Claire Obscur Admin
Date d'inscription : 10/01/2016
| | Une odyssée fantastique 3/3 | |
La forêt de Gavroche Jeudi 22, Il faut que je reprenne mes esprits… Que je retrouve ce passé de quelques jours qui s’est dérobé… Pour l’heure, mes idées se bousculent, des questions me poursuivent sans relâche… Où étais-je, comment suis-je partie ?... Et… revenue ? Comment, où, pourquoi ? Est-ce que je ne me la fais pas à l’envers ? Dans quel ordre faut-il que je me pose les questions pour avoir une chance d’y répondre et de reconstituer le puzzle ? Gavroche pourquoi habites-tu si loin ? J’ai besoin de parler à quelqu’un, mais le seul fait de sortir me mettrait en face de gens qui ne comprendraient rien ! Toi, tu pourrais, nous avons si souvent dit qu’on avait le même grain de folie ou que la même fée-sorcière s’était penchée sur notre berceau…
Gavroche, je crois que j’ai trouvé Ta forêt !

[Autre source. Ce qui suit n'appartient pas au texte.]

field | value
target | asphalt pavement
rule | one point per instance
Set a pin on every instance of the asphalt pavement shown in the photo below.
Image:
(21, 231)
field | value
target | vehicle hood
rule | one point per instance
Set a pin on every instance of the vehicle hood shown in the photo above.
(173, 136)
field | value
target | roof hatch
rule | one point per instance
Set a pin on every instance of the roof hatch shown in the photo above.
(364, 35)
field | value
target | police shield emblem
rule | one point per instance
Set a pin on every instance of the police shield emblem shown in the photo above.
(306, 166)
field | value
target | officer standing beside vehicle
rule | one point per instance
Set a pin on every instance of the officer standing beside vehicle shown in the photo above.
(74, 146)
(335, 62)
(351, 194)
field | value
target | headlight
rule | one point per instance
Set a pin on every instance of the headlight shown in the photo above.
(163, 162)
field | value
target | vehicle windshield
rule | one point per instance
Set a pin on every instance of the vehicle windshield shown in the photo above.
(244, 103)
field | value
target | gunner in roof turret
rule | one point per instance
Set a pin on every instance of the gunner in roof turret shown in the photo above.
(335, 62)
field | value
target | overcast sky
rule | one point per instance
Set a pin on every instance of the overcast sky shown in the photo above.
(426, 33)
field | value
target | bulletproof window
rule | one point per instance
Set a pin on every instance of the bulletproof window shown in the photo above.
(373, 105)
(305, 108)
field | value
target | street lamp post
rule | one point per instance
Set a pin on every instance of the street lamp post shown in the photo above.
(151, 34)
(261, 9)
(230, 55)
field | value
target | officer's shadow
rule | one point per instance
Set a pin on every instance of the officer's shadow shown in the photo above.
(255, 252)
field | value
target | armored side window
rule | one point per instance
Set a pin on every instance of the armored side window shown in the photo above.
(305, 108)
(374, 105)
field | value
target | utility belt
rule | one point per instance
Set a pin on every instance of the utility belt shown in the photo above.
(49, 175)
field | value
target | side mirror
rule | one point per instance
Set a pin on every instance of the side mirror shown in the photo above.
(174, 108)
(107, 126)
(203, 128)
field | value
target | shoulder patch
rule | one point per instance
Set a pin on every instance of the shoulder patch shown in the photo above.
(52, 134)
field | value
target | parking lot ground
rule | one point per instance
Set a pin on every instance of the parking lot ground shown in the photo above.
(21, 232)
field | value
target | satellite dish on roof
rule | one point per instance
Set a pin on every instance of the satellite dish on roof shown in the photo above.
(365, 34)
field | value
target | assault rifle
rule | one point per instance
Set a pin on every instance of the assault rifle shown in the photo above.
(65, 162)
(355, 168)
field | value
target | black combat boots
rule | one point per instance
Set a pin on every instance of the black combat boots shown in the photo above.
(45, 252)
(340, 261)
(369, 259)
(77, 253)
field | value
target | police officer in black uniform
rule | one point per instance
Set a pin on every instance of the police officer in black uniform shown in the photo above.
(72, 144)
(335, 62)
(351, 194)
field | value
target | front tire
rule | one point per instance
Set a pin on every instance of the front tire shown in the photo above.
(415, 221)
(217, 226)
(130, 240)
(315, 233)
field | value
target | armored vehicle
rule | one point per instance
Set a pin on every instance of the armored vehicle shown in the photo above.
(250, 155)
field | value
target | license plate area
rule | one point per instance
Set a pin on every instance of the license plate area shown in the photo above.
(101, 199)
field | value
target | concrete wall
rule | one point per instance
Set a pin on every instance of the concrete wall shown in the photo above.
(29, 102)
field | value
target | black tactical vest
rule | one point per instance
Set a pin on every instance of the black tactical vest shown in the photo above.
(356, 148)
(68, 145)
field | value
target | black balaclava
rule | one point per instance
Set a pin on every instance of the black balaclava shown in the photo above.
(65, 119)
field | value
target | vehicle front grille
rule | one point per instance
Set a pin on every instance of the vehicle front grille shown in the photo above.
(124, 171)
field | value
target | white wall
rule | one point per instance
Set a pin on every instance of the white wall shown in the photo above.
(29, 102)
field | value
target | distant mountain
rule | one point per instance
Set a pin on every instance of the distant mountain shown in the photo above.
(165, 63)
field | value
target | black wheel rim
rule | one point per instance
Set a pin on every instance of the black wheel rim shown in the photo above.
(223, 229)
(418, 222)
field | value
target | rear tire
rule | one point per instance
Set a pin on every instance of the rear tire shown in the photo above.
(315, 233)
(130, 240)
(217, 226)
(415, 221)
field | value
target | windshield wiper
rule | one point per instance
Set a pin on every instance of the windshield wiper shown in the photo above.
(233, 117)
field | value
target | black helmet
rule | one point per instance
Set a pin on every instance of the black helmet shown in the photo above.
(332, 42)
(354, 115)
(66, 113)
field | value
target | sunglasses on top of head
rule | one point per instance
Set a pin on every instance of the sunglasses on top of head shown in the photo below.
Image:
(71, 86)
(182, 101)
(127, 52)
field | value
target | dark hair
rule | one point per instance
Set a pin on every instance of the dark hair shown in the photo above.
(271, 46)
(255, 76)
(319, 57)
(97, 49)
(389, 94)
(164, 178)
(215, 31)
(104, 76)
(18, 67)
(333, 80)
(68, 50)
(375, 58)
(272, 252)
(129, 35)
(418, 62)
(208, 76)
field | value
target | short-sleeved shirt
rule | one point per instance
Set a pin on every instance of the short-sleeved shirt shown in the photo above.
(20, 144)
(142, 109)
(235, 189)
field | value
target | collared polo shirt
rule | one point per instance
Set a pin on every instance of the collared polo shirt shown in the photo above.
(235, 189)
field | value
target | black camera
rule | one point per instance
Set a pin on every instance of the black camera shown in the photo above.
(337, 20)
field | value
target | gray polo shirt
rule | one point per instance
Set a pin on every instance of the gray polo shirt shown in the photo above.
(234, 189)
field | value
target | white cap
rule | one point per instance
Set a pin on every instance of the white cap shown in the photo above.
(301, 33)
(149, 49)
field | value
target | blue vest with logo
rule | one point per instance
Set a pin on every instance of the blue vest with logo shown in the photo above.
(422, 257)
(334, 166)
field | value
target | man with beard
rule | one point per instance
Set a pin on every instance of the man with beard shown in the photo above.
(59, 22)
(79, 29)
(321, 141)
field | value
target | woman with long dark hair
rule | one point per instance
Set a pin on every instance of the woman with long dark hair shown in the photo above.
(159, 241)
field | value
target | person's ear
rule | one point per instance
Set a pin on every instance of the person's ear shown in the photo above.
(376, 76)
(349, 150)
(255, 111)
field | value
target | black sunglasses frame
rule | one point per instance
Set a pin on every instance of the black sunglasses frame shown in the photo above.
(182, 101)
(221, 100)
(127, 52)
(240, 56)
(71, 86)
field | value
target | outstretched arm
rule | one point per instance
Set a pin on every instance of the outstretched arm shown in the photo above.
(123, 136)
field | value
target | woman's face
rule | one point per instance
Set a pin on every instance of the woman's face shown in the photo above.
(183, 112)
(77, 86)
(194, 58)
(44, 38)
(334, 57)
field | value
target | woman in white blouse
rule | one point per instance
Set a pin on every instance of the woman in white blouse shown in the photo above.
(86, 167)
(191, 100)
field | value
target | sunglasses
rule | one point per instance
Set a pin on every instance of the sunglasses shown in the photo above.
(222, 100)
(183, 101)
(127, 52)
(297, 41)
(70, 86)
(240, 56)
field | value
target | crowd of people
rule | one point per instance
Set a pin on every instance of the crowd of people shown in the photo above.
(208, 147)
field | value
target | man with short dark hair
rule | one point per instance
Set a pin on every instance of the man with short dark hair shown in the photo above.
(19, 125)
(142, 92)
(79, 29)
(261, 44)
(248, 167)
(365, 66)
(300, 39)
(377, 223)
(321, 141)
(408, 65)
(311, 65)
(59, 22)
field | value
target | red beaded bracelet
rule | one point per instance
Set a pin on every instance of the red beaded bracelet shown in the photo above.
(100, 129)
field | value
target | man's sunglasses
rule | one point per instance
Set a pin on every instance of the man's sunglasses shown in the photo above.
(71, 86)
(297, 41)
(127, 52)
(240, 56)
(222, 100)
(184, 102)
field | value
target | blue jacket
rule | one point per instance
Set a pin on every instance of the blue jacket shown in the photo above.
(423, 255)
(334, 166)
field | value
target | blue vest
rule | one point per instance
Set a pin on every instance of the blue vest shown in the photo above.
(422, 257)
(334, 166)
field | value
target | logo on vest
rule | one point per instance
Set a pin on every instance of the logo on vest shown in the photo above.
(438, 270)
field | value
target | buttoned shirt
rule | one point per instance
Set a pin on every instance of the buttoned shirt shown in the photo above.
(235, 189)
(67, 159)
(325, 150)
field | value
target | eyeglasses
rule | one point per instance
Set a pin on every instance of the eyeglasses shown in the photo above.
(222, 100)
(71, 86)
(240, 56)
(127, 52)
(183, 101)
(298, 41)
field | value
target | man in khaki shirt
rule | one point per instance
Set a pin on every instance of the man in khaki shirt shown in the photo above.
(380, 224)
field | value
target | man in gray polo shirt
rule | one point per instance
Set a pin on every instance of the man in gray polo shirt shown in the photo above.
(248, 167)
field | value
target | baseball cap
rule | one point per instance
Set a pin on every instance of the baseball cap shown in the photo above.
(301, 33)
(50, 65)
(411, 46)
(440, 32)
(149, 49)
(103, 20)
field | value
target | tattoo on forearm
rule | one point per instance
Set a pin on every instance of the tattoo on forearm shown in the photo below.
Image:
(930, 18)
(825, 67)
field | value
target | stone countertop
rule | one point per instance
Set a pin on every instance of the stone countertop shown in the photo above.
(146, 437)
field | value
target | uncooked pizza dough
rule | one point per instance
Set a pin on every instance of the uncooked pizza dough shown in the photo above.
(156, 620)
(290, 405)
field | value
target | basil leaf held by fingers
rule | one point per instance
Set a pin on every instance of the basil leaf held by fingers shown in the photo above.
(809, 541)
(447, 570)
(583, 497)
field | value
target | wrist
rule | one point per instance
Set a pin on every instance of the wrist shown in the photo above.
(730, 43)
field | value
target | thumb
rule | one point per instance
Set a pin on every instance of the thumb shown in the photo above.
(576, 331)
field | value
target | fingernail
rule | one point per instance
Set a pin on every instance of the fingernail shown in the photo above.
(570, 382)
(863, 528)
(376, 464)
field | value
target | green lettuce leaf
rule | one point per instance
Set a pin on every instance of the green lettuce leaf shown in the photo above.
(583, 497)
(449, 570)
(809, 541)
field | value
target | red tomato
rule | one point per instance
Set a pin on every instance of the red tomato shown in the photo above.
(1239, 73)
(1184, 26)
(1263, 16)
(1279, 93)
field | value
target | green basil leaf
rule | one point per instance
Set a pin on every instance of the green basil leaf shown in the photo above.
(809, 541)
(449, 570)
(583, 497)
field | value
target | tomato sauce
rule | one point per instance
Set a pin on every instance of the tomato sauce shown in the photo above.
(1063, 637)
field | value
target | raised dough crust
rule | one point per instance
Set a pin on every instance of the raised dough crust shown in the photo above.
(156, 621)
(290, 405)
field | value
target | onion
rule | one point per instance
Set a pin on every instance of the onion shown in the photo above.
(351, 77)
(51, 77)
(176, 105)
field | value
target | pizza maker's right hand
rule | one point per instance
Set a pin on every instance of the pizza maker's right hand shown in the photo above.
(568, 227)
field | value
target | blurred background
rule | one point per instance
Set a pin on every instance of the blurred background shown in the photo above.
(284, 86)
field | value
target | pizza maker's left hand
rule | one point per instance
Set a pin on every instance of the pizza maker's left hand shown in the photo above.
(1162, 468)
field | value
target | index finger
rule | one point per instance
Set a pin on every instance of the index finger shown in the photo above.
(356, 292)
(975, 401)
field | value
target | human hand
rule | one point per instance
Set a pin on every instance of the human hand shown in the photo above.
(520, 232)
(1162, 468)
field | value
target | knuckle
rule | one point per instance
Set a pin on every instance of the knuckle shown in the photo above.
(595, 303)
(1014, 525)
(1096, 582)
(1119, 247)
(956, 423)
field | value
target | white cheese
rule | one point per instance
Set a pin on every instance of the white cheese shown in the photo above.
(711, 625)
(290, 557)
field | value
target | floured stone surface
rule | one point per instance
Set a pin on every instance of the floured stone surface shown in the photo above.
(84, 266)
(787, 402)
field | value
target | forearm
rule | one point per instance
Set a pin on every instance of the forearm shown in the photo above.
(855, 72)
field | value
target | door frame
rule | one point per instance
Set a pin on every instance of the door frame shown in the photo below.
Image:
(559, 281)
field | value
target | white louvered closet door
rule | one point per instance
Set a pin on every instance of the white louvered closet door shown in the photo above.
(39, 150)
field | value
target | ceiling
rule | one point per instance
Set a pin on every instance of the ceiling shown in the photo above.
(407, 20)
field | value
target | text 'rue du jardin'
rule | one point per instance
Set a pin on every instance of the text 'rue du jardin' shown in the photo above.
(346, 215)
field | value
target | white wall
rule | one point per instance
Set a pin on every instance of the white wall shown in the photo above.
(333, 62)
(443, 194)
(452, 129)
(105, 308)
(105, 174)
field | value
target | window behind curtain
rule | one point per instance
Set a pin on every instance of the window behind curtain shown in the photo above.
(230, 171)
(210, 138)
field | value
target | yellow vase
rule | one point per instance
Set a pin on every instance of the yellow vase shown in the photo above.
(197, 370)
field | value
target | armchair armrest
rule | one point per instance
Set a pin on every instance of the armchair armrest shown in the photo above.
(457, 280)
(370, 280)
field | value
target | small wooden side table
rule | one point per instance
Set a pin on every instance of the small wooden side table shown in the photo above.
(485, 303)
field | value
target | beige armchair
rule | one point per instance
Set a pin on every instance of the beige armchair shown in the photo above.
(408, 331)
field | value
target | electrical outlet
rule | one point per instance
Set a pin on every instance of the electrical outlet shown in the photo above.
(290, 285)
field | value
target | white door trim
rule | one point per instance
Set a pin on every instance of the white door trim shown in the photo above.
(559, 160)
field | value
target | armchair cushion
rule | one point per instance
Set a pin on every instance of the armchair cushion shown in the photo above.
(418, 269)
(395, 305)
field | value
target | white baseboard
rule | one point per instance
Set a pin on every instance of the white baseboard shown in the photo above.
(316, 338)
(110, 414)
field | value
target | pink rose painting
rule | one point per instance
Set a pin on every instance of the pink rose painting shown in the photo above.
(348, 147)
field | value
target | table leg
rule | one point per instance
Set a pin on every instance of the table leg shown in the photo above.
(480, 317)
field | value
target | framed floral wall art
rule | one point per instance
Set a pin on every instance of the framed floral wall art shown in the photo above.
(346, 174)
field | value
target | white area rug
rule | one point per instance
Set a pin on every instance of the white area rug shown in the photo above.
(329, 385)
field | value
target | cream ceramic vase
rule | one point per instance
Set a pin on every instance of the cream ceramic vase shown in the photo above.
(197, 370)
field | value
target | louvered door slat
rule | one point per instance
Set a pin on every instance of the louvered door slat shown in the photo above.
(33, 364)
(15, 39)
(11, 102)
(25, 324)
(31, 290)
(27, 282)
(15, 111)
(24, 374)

Lorsque j’ai observé que les veinules s’épaississaient et qu’elles se décoloraient, j’ai redoublé d’attention...Surtout vers ces cinq heures butoir ! J’avais raison, mais cela n’a rien changé… Quand j’ai compris, il était trop tard. À cinq heures pile, l’encrier et le stylo se sont vidés en même temps… en même temps... que moi ! Oui, je ne sais l’expliquer, mais je me suis liquéfiée… me mélangeant à l’encre… Les lattes du plancher nous ont laissé passer… elle-moi, moi-elle, 2moi'zelle, car dès l’instant où mon corps s’est intégré à l’encre, nous étions devenues « une » Je n’eus alors qu’une idée en tête. Une seule. Trouver les matrices des mots. Là où ils se forment. Pour leur donner la fluidité et les faire naître. 2moiz'elle tournait. Je sentais qu’elle avait son propre vouloir et que c’était le mien qui se calquait au sien… Je vais donc rester avec le « 2moi'zelle» en parlant de nous. Mais même si nous étions « une », elle en était le maître. Tournant, empruntant les chemins des résilles qui apparaissaient et disparaissaient. Explorant comme une langue de tamanoir… Rampant, s’insinuant dans cette mélasse humide et froide d’où elle tirait son énergie. Je la sentais grogner, car elle vibrait. Et c’était comme des grondements alternés de milliers de murmures. Et puis nous intégrâmes les résilles et elle se calma. C’est ainsi que je reconnus un lieu… Je me sentais bizarre, j’avais l’impression d’être chez moi, je connaissais les moindres recoins, les moindres bosses, les moindres méandres ! J’étais une rivière d’encre, et je sus que je l’avais toujours été. L’encre faisait partie de moi, comme moi je faisais partie de cette rivière, et comme ma rivière était liée à une forêt… Et que cette forêt attendait et réclamait cette rivière d’encre… J’ai traversé la brume humide, je suis arrivée, là, au pied des arbres… Et là, j’ai su que j’avais trouvé Ta forêt… La Forêt de Gavroche !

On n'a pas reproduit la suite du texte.